The issue fully explains what the series has slowly terse out over the past year and a half: the dials were created in an alternate dimension to allow people to summon whatever they want or need. Information, equipment, power--all are possible with the dials. Dials are made out of old trash, the husk of discarded consumer goods (similar to what's downloaded on Pirate Bay, no?). Dials, then, are the key to a post-scarcity social structure; you can get whatever you want just by making a magic phone call. Interestingly, and more evidence to the theory that dials are modeled after file sharing, dials work better if they're broken, faulty, or incomplete. The idiosyncratic nature of each dial effects its power, what it knows to summon. Hodgepodge collections are superior to finely tuned machines--thus proven by The Internet. When members of a community are free to collaborate, share resources and help one another, everybody benefits. Wikipedia is a practical example of this. So is Anonymous. The dials too work by sharing of information. In these three panels, we see a very strange, but quintessentially Dial H, depiction of how file/idea-sharing works
The ultimate enemy of the dial is revealed to be the grand controler of dials, the Operator. The lost Operator is the dial's inventor, who still feels entitiled to ownership of his creation. But in Dial H, no one has ownership over their own creation; creations are merely a result of everything in existence converging upon one particular instance. The only way to defeat the Operator, the producer of power, is to become an operator. And, spoiler reminder, that's exactly what our heroes do.
The Operators represent those in power desperately vying to further consolidate their power. Our dialing heroes become the owners of their own power by use of radical communication technology, the dial. The real world analog is the internet. After winning, the heroes are able to see infinite possibilities in their future. They are the controllers of their own power. And the specific way to defeat an operator is also the way for media-sharers to defeat media monopolies. Remixing!

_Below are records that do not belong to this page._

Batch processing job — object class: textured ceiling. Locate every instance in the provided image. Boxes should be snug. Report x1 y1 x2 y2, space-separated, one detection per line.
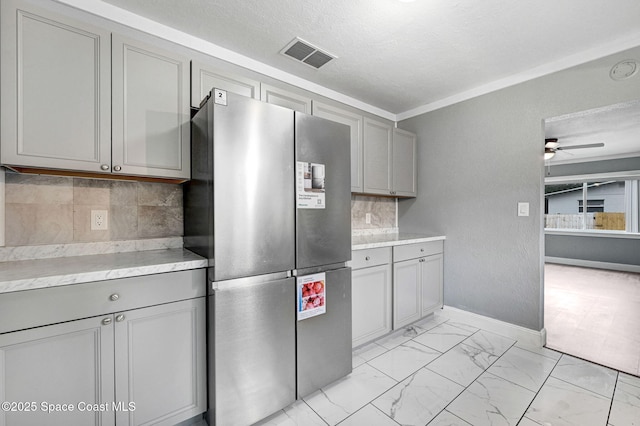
96 0 640 116
545 101 640 164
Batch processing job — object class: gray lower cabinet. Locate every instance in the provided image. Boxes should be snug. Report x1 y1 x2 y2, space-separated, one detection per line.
351 247 392 347
0 270 206 426
0 0 111 173
0 316 116 426
112 35 191 180
114 298 206 426
393 241 444 329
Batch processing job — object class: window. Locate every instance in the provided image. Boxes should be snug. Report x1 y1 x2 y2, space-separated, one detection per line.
578 199 604 213
545 179 637 232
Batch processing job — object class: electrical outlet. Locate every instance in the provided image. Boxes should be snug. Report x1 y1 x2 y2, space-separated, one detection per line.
91 210 108 231
365 213 372 224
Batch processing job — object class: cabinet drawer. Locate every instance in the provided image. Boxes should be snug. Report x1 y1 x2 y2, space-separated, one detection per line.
0 269 206 334
351 247 392 269
393 240 443 262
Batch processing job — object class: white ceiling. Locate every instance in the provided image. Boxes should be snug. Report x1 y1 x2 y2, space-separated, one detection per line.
545 100 640 164
65 0 640 119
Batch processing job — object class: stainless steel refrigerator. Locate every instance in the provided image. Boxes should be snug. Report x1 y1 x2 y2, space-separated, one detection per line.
184 90 352 426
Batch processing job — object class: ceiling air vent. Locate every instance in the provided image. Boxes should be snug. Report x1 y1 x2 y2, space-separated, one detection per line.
280 38 336 69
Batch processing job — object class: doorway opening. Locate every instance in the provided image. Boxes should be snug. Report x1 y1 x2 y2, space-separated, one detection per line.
543 100 640 376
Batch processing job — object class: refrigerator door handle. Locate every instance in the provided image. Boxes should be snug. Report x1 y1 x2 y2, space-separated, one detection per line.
294 262 349 277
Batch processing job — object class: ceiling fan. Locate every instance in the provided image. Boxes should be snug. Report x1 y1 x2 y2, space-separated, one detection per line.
544 138 605 160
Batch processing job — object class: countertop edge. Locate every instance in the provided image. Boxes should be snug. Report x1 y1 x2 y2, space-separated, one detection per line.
352 235 446 250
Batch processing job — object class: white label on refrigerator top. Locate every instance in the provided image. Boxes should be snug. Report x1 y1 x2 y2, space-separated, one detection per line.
213 89 227 106
297 272 326 321
296 161 325 209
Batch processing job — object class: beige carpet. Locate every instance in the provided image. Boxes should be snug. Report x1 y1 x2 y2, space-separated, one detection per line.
545 263 640 376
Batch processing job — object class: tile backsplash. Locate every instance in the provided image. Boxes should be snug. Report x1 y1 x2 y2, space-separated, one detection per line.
4 172 182 246
351 195 397 231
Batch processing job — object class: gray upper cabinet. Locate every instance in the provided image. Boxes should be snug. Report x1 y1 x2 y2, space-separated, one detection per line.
261 83 312 113
112 35 190 180
392 128 417 197
191 61 260 107
363 117 393 195
312 102 364 192
0 0 111 173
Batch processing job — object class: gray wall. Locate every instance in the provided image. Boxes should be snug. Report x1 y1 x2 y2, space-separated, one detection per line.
546 234 640 266
397 46 640 331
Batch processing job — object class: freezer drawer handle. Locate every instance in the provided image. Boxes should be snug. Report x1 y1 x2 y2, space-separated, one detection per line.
101 317 112 326
109 293 120 302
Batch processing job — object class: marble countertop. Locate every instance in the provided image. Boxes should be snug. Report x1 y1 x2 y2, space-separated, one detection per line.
0 248 207 294
352 233 446 250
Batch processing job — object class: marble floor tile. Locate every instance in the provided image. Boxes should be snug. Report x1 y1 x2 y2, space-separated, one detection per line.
352 342 388 368
516 342 562 361
516 417 542 426
413 313 450 335
376 328 416 350
525 376 611 426
255 400 326 426
426 342 498 387
373 367 464 426
609 373 640 426
551 354 618 398
427 410 472 425
463 330 516 357
487 346 558 392
337 404 397 426
303 363 397 425
413 322 478 353
368 340 442 381
446 372 535 426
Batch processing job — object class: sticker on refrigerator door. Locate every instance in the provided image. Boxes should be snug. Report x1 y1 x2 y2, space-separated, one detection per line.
296 161 325 209
213 88 227 105
297 273 326 320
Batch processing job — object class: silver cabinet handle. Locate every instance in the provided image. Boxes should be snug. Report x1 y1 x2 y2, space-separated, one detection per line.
113 165 122 172
100 164 110 171
102 317 112 326
365 256 370 261
116 314 125 322
110 293 120 302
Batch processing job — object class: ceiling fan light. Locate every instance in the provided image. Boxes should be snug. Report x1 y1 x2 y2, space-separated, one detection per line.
544 148 556 160
545 138 559 149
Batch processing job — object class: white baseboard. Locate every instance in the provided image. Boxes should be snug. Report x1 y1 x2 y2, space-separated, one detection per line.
440 306 546 348
545 256 640 273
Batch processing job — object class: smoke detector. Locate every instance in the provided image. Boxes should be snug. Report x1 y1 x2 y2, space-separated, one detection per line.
610 60 638 81
280 38 336 69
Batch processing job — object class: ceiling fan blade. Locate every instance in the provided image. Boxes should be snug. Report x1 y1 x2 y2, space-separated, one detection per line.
557 143 605 150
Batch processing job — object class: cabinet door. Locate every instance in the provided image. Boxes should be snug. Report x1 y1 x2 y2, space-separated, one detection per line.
0 0 111 173
393 258 422 329
0 316 115 426
312 102 364 192
260 83 312 113
114 297 206 426
191 61 260 107
392 128 417 197
421 254 444 316
112 34 190 180
363 117 393 195
352 264 392 347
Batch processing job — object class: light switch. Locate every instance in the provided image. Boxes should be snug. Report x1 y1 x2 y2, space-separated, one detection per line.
518 202 529 217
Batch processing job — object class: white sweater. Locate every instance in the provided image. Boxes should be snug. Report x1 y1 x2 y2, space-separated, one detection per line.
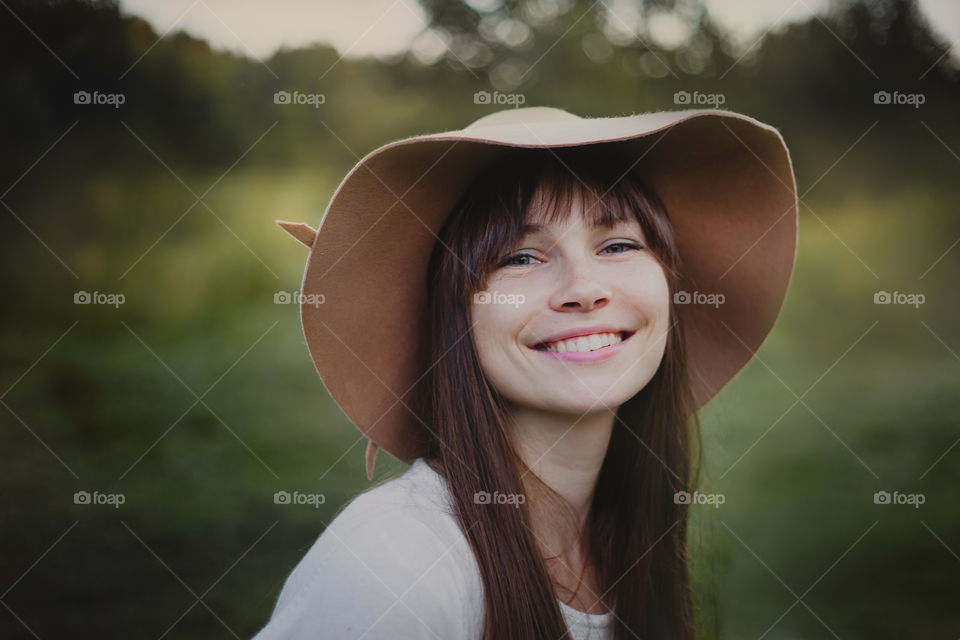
252 457 614 639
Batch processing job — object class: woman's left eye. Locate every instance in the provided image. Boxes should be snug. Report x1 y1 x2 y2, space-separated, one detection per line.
503 253 540 266
600 242 643 254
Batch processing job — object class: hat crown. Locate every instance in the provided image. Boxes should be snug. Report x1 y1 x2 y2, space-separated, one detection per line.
464 106 581 130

As our heroes turn into the ultimate hero, they openly acknowledge their perpetually-changing identities. In fact, I thought identity construction was the main thematic thrust of the series until this last issue. However, pro-file sharing ideals are in no way contrary to dynamic identities. If all knowledge is freely accessible, it will be harder to trick individuals into conforming to an ideological platform. Identity will then be defined by individuals, as it's always meant to be.

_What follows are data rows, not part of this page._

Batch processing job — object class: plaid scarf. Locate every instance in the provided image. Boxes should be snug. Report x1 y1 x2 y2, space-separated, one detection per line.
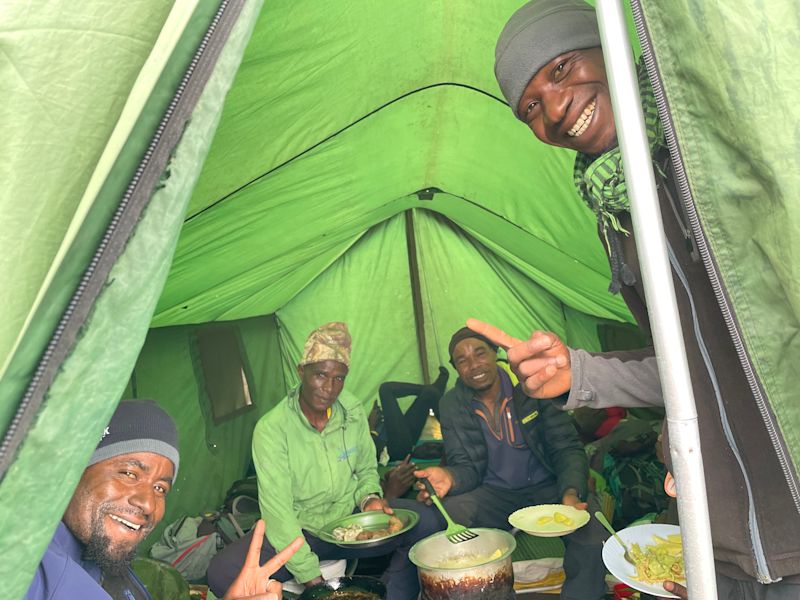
573 62 665 293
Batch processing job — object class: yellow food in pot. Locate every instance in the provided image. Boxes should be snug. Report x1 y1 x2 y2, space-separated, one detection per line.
433 548 504 569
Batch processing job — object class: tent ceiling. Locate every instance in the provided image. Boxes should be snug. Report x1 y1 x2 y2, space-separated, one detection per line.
153 0 631 327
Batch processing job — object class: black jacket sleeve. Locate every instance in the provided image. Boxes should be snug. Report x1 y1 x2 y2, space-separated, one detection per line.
439 390 482 495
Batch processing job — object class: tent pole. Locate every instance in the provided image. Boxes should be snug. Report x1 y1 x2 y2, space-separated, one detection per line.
405 209 431 384
596 1 718 598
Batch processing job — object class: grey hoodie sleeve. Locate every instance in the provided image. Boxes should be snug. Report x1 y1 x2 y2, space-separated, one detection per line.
558 347 664 410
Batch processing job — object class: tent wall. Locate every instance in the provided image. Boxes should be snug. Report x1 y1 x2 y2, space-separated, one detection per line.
0 0 174 388
639 0 800 490
124 315 286 552
150 1 635 330
1 2 264 597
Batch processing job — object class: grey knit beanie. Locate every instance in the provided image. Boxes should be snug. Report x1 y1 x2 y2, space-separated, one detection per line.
89 399 180 476
495 0 600 119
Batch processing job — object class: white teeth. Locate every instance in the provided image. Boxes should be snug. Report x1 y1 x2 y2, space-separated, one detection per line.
568 100 596 137
110 514 141 531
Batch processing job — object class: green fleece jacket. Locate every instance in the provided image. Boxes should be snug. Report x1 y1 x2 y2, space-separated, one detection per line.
252 387 381 582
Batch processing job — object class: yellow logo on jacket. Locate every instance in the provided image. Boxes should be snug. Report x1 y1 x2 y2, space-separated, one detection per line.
521 410 539 425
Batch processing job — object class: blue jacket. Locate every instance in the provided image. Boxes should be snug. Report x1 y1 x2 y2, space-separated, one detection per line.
25 522 151 600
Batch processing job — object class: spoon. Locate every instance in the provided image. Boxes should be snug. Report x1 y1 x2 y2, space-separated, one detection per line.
594 511 636 566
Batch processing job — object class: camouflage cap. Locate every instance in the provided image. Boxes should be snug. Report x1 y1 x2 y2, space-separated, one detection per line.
300 322 352 367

You are what you download. Downloading new information lets the downloader change what they believe at a button's press. You can be whatever identity you want to be! Just like Nelson and Roxie with their dials. By becoming the operator and controling the means of production, our heroes gain ultimate power; they will never again be forced to submit to the wills of the gatekeepers.
The series' primary villain and it's (perhaps?) primary superhero are direct foils to one another, both in allusion to media piracy. The Centipede is a clean-cut white man in a suit: the traditional icon of authority. He can make thousands of copies of himself, gumming up heroes progress where ever they are. But, as this last issue reveals, Centipede is pretty powerless. He can make clones, but only one can do actions in the physical world at each time. To me, the Centipede represents copyright lawyers. He may have some power--like suing someone for a quarter-million dollars for seeding a Metalica album--but eventually he'll lose because almost no one is on his side.

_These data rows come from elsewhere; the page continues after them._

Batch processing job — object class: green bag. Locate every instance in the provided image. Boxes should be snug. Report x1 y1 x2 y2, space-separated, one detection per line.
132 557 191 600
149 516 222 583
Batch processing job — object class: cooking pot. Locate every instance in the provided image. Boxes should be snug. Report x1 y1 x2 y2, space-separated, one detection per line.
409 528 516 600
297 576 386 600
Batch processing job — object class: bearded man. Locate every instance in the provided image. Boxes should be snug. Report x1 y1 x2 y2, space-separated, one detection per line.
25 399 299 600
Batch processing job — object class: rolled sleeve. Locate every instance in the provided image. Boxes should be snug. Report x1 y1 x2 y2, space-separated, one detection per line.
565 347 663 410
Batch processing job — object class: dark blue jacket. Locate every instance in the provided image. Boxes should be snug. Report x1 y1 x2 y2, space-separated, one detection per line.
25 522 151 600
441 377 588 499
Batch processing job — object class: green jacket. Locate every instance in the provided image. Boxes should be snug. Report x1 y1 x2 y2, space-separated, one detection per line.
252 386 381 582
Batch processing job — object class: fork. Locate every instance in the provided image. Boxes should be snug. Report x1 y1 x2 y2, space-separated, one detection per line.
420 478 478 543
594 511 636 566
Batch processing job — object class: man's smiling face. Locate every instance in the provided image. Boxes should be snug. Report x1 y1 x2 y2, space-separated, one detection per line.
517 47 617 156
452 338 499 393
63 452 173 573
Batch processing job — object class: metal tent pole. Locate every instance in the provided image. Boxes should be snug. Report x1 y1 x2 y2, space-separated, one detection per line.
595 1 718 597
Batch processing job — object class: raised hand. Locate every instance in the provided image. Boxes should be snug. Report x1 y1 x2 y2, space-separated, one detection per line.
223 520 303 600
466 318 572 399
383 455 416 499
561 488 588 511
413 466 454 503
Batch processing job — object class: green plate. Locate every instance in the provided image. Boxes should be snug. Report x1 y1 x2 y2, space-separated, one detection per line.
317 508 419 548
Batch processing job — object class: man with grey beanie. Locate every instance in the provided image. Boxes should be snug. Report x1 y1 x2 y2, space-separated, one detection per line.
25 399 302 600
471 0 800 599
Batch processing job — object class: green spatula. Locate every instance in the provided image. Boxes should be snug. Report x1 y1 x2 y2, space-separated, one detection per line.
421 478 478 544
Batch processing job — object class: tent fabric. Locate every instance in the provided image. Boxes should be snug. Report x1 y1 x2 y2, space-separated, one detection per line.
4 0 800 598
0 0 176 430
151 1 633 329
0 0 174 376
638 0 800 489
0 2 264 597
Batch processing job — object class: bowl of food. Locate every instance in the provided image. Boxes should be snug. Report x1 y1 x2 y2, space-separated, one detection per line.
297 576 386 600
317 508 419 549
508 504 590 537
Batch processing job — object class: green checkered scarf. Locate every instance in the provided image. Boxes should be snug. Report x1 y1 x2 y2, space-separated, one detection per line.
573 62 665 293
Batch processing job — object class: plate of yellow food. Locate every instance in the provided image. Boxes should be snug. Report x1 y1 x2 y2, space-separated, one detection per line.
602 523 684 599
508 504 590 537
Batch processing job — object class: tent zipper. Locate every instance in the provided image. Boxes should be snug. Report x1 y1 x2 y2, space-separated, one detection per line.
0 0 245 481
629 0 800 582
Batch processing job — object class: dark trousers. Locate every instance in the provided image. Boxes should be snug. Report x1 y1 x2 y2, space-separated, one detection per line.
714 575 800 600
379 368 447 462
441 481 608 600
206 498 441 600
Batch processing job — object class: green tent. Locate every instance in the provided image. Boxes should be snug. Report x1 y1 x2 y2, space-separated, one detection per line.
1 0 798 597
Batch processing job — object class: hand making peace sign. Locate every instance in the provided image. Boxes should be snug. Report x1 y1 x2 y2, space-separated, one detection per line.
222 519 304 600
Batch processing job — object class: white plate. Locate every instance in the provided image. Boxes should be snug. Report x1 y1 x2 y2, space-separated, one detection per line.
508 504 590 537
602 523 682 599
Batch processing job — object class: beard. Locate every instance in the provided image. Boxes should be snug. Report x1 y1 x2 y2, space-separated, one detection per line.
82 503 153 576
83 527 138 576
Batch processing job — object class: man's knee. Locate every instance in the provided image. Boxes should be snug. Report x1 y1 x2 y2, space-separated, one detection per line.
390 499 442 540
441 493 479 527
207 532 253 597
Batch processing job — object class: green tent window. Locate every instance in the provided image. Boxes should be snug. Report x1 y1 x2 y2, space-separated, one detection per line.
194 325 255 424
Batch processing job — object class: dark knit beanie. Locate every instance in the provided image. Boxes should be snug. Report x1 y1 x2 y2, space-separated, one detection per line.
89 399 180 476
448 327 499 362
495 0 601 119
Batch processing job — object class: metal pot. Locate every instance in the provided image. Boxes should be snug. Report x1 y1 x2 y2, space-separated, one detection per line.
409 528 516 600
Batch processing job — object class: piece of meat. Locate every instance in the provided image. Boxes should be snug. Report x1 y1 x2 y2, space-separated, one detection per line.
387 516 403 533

So now, let's re-read the series together and see how this interpretation holds up! This interpretation is informed by knowing of Mieville socialist leanings. The whole time reading the comic, I wondered when we'd get to see a property-free utopia. It's kind of a bummer it happened in the last issue, but the finale was one of the best issues yet. I think when people read the series in trade collections, preferably in one sitting, they'll like it better. DC royally screwed up by not putting this book on Vertigo (...and for just killing Vertigo in general, fore shame Jim Lee!) but to their credit, they let it last a good while despite being low selling, not a known property, and, perhaps confusing to readers (I'd call it dense). Hopefully, we get a nice hardcover edition of the series and China Mieville comes back to comics sometime in the future.